These palm-fronds and colourful flowers (by Visual Waste (ig)) are at the Teal Monkey (web) on the Dublin Road and Ventry Lane (which runs behind the restaurant).
The Society Of United Irishmen – who hoped for French support for a rebellion in Ireland – could not meet openly while France and Britain were at war. In Belfast, meetings were held at Dr [Benjamin] Franklin’s tavern in Sugarhouse Entry, also called “Peggy Barclay’s” after its owner, under the guise of a social group called the Muddlers’ Club.
There is today a restaurant called The Muddlers’ Club, named after the society, in Warehouse Lane. The piece above shows a skull, a scythe, a pair of wings, and the Square & Compasses of the Freemasons (with a “G” for “God” or “geometry”). The second piece includes a skull, an eight-pointed star/compass, and an Eye Of Horus (familiar from Freemasons, the 1 dollar bill in US currency, and the Illuminati).
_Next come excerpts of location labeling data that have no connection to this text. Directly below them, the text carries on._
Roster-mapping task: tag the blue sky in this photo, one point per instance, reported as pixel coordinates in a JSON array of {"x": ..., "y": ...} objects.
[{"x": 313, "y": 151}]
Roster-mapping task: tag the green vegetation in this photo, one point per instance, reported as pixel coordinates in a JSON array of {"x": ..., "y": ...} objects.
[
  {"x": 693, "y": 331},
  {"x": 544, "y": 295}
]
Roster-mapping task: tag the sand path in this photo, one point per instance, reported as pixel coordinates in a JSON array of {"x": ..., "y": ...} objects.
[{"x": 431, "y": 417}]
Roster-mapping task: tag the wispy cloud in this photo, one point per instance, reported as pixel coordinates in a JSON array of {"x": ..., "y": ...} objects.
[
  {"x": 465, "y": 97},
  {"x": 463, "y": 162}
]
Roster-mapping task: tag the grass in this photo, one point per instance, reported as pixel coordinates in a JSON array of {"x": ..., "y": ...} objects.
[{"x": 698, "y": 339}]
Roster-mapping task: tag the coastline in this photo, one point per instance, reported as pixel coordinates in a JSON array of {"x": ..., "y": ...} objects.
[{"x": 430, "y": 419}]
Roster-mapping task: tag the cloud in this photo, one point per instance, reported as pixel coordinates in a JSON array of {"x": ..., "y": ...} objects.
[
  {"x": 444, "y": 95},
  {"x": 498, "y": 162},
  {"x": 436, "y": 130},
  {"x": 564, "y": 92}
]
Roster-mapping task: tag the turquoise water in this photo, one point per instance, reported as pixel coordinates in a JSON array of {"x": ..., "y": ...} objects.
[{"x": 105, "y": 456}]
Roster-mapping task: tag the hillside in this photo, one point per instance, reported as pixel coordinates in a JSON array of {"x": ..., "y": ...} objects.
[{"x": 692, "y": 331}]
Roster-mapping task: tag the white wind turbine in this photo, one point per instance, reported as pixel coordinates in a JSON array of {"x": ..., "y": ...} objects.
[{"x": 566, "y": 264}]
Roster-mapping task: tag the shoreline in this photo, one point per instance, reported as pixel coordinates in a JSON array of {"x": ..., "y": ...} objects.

The piece on the left was painted by Visual Waste (web) in June, 2017; the one on the right was added later.
The Morning Star (web) is a bar in Pottinger’s Entry that dates back – as a coach halt – all the way to 1810. (For a full history, see Lord Belmont.) This new mural, by Graffic Belfast (ig), features Guinness toucans flying over a variety of local landmarks.
Armagh won the All-Ireland Senior football championship in 2024, with a squad that included three players from Crossmaglen: Oısín O’Neill, Cıan McConville, and Rían O’Neill.
In the bottom-left corner, players from Crossmaglen Rangers turn to face the Irish tricolour, flanked by the club flag and the flag of Palestine – the flags fly below the watchtower of a British Army barracks (perhaps based on an image from the 2005 Armagh final – Irish Times).
On the right is an umbrella in pride colours, below which people can pose and take pictures: “Snap & tag us”.
This is a revised version of the mural, which originally bore the Ernesto Cardenal quote, “They tried to bury you/us but they didn’t know you/we were seeds” (ig).
This is work by Ona Salvador (ig) on the shutters of Skull And Bones Tattoo Society (web) in North Street, replacing the sign for the tattoo convention (see Inkology). Salvador also did a piece in Union Street for HTN25.
Poet Seamus Heaney grew up in Bellaghy, about seven miles from Maghera where this street-art in the centre of the town (on Walsh’s Hotel) includes lines from his poem ‘Digging’: “Between my finger and my thumb the squat pen rests. I’ll dig with it.”